Depuis près de cinq décennies, Bruce McAvaney porte son cœur sur sa manche, chaque fois qu’il appelle un match de l’AFL ou la Melbourne Cup, une finale de l’Open d’Australie ou le Test cricket. Mais celui qu’on surnomme « Monsieur Olympiques », comme il est couvert à chaque Jeux d’été depuis 1984, est resté fidèle à sa voie télévisuelle, refusant de se laisser séduire, comme beaucoup de ses pairs sportifs, par l’attrait de la télé-réalité.
Il a refusé de nombreuses invitations, dont plusieurs de Seven. Et il a refusé la demande initiale de SBS de retracer son arbre généalogique sur Mais une combinaison de timing, de curiosité et les conseils d’un ami cher – Dennis Cometti, légende de la diffusion sportive de Seven, décédé en mars – l’ont fait changer d’avis. Ainsi, à l’âge de 72 ans, McAvaney fait son premier – et, insiste-t-il, son dernier – pas en dehors du cadre des commentaires.

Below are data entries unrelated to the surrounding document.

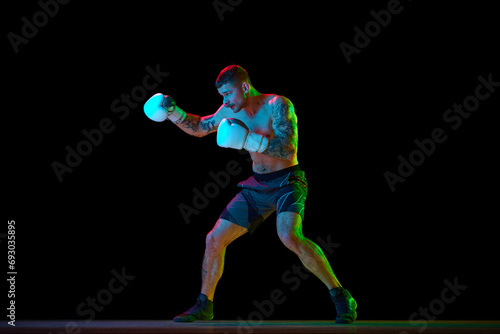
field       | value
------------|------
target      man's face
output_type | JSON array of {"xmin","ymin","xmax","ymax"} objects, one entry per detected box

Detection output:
[{"xmin": 217, "ymin": 82, "xmax": 246, "ymax": 113}]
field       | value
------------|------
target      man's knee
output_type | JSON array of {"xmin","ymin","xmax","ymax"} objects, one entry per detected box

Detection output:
[
  {"xmin": 205, "ymin": 219, "xmax": 246, "ymax": 250},
  {"xmin": 278, "ymin": 230, "xmax": 304, "ymax": 252}
]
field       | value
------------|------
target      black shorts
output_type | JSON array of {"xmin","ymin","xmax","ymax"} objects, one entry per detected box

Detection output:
[{"xmin": 219, "ymin": 165, "xmax": 307, "ymax": 233}]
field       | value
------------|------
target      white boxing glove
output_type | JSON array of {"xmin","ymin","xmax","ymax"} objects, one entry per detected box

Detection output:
[
  {"xmin": 144, "ymin": 93, "xmax": 186, "ymax": 124},
  {"xmin": 217, "ymin": 118, "xmax": 269, "ymax": 153}
]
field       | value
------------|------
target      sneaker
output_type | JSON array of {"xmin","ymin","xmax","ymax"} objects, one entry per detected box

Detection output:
[
  {"xmin": 330, "ymin": 287, "xmax": 358, "ymax": 324},
  {"xmin": 174, "ymin": 293, "xmax": 214, "ymax": 322}
]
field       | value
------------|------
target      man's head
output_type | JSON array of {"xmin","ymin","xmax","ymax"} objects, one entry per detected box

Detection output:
[{"xmin": 215, "ymin": 65, "xmax": 253, "ymax": 112}]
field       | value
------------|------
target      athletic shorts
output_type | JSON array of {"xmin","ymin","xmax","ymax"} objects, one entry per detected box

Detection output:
[{"xmin": 219, "ymin": 165, "xmax": 307, "ymax": 233}]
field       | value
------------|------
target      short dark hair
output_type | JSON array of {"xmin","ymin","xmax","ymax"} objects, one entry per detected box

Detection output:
[{"xmin": 215, "ymin": 65, "xmax": 252, "ymax": 88}]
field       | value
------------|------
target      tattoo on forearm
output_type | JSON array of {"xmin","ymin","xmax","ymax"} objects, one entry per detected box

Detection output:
[
  {"xmin": 182, "ymin": 116, "xmax": 200, "ymax": 133},
  {"xmin": 200, "ymin": 118, "xmax": 216, "ymax": 133}
]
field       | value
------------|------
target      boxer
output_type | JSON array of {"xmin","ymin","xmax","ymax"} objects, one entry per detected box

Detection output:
[{"xmin": 144, "ymin": 65, "xmax": 357, "ymax": 324}]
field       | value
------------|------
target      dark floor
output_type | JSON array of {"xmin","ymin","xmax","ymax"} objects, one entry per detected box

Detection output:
[{"xmin": 0, "ymin": 320, "xmax": 500, "ymax": 334}]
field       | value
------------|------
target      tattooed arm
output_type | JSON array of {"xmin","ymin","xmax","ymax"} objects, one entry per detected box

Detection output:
[
  {"xmin": 177, "ymin": 106, "xmax": 226, "ymax": 137},
  {"xmin": 263, "ymin": 96, "xmax": 298, "ymax": 160}
]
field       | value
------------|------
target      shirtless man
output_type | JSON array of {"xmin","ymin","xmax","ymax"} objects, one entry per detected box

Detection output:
[{"xmin": 145, "ymin": 65, "xmax": 357, "ymax": 324}]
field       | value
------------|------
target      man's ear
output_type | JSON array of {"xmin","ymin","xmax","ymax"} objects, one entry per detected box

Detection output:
[{"xmin": 241, "ymin": 82, "xmax": 250, "ymax": 97}]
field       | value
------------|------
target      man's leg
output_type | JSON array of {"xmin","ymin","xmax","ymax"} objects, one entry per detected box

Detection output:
[
  {"xmin": 174, "ymin": 219, "xmax": 248, "ymax": 322},
  {"xmin": 277, "ymin": 211, "xmax": 357, "ymax": 324},
  {"xmin": 201, "ymin": 219, "xmax": 248, "ymax": 301},
  {"xmin": 277, "ymin": 212, "xmax": 342, "ymax": 290}
]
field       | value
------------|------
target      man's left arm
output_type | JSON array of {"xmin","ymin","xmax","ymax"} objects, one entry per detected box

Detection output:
[{"xmin": 262, "ymin": 96, "xmax": 298, "ymax": 160}]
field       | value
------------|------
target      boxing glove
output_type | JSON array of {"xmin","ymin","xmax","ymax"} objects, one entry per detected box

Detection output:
[
  {"xmin": 144, "ymin": 93, "xmax": 186, "ymax": 124},
  {"xmin": 217, "ymin": 118, "xmax": 269, "ymax": 153}
]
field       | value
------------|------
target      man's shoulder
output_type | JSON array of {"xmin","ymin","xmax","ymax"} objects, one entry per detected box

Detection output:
[{"xmin": 265, "ymin": 94, "xmax": 292, "ymax": 107}]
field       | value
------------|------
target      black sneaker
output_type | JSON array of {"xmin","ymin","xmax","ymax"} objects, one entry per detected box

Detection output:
[
  {"xmin": 174, "ymin": 293, "xmax": 214, "ymax": 322},
  {"xmin": 330, "ymin": 287, "xmax": 358, "ymax": 324}
]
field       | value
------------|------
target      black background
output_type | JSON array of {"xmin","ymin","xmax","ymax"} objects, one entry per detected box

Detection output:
[{"xmin": 1, "ymin": 0, "xmax": 500, "ymax": 320}]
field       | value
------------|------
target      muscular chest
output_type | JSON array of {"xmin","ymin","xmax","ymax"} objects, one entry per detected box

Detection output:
[{"xmin": 235, "ymin": 109, "xmax": 274, "ymax": 138}]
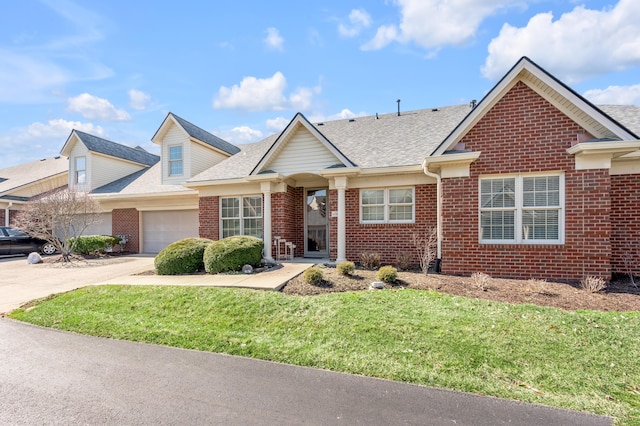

« Il y a une partie de moi qui se vante, mais il y a une grande partie de moi qui est plutôt timide », dit McAvaney. « Quand je dois performer, je sais que je peux le faire, mais il faut pas mal de préparation pour me sentir à l’aise… Le moment était venu pour moi de vivre cette expérience. Et cela me soutiendra pour le reste de ma vie. »
McAvaney a révélé son diagnostic de leucémie lymphoïde chronique en 2017. « Je me sens très bien en ce moment. J’ai eu quelques hauts et des bas avec ma santé. Mais ça se passe très bien. Et je pense qu’à soixante-dix ans, j’aimerais en savoir un peu plus sur pourquoi je suis ici et qui m’a précédé. »
Il a d’abord présenté l’idée à Cometti, qui est apparu sur la première version australienne du format britannique en 2008.
« Je me souviens quand Dennis et moi organisions un match un vendredi soir à Melbourne et que l’équipe () était dans la loge avec nous », a déclaré McAvaney. « Et il m’a alors dit à quel point il aimait faire (la série). Et je l’ai appelé, lui et sa femme, Vee, pour leur dire : ‘Ecoute, je vais faire ce programme. Comment c’était pour toi ?’ Tout était positif.
« Mais quel beau programme c’est. Il raconte de belles histoires. Je n’avais aucune idée non plus de ce qui pourrait être découvert. »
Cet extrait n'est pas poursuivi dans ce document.